Although the time spent at the Synchrotron facility is highly appreciated, Kathryn Browning also is content with her everyday work life at the University.

“It is very inspiring to work at the LEO Foundation Center for Cutaneous Drug Delivery, we are ten colleagues of eight different nationalities, and various fields and backgrounds are represented as well. So, I get a lot of different perspectives on my research.”

When she leaves the university after work Kathryn Browning does not leave her curiosity behind. Everywhere she goes her attention is captured by surfaces and new questions arise in her mind, whether it be the paint on a wall “how do you make pigment stick to a wall?” or a straw in a glass of soda “Why do bubbles form on the straw?”

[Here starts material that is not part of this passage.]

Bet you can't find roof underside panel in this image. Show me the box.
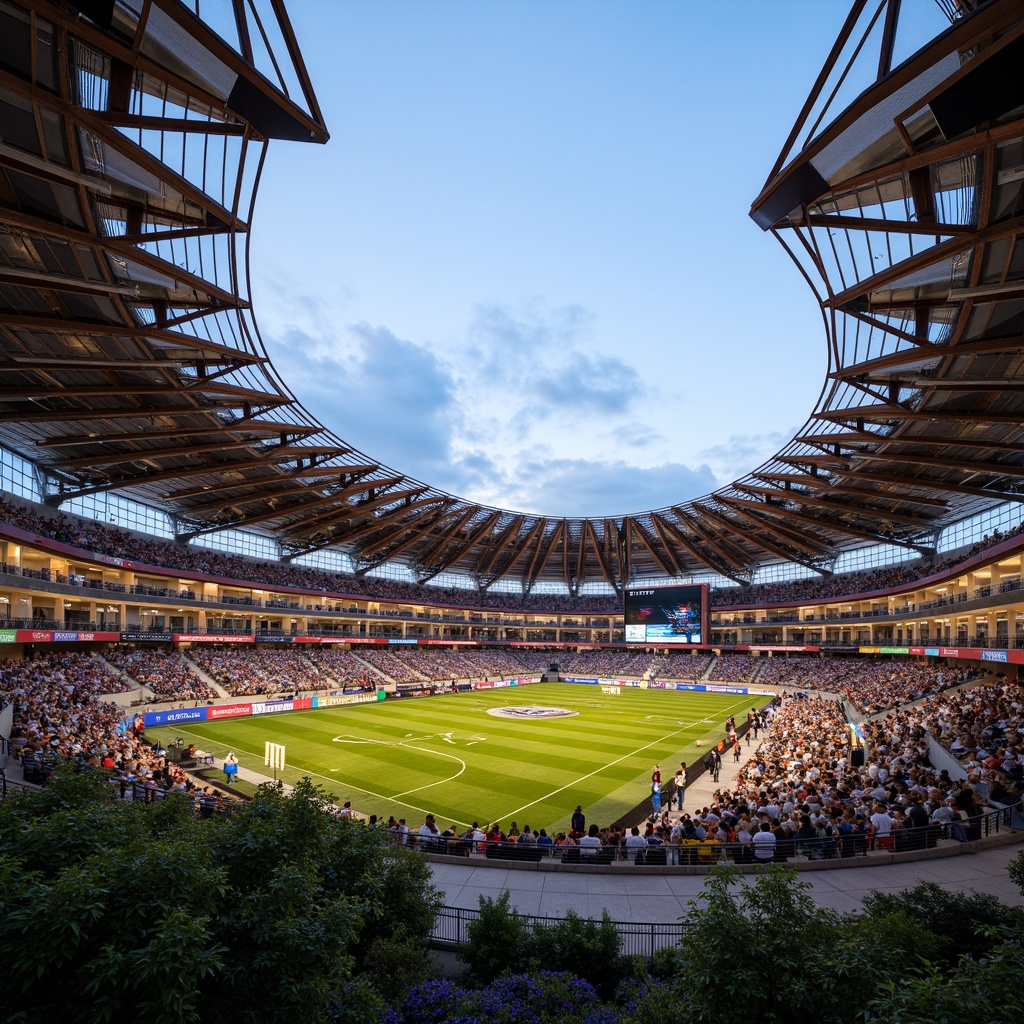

“There are tons of interesting interfaces everywhere you look, and that is where all the interesting stuff happens!”

The project

“Neutron reflectivity of healthy and atopic dermatitis lesional skin lipid models.”

The aim of the project is to compare drug interaction and penetration in healthy and compromised atopic dermatitis stratum corneum using a variety of biophysical techniques such as neutron reflection. In order to do this, the plan is to isolate and separate a wide range of lipids found in the skin’s barrier layer. These more complex models will allow the researchers to more accurately reflect the differences between the healthy and diseased skin.

The LEO Foundation Center for Cutaneous Drug Delivery

With a grant of DKK 40 million from the Leo Foundation the Center for Cutaneous Drug Delivery was established in 2016 at the Department of Pharmacy, UCPH. The center conducts research on, what happens in and on the skin, when we apply drugs. Particular focus is on the physical-chemical aspects of the interaction between skin and drugs, which is important to the development of new drugs.

What happens in a synchrotron?

A superconducting accelerator accelerates protons to a speed close to the speed of light. Neutrons, the small neutral particles in the atomic nucleus, are knocked out of the atom in the accelerator. Those neutrons are led to different instruments with material samples, that researchers want to analyze. The way the neutrons either penetrate the material or reflect in the material is detected by the instrument’s detectors. The data presented in graphs and numbers can be used to calculate, what the material consists of at the molecular level, and what properties it has. Under a beam of neutrons, you can find out, where atoms sit and what is the structure of materials. And when you know it, you can change it.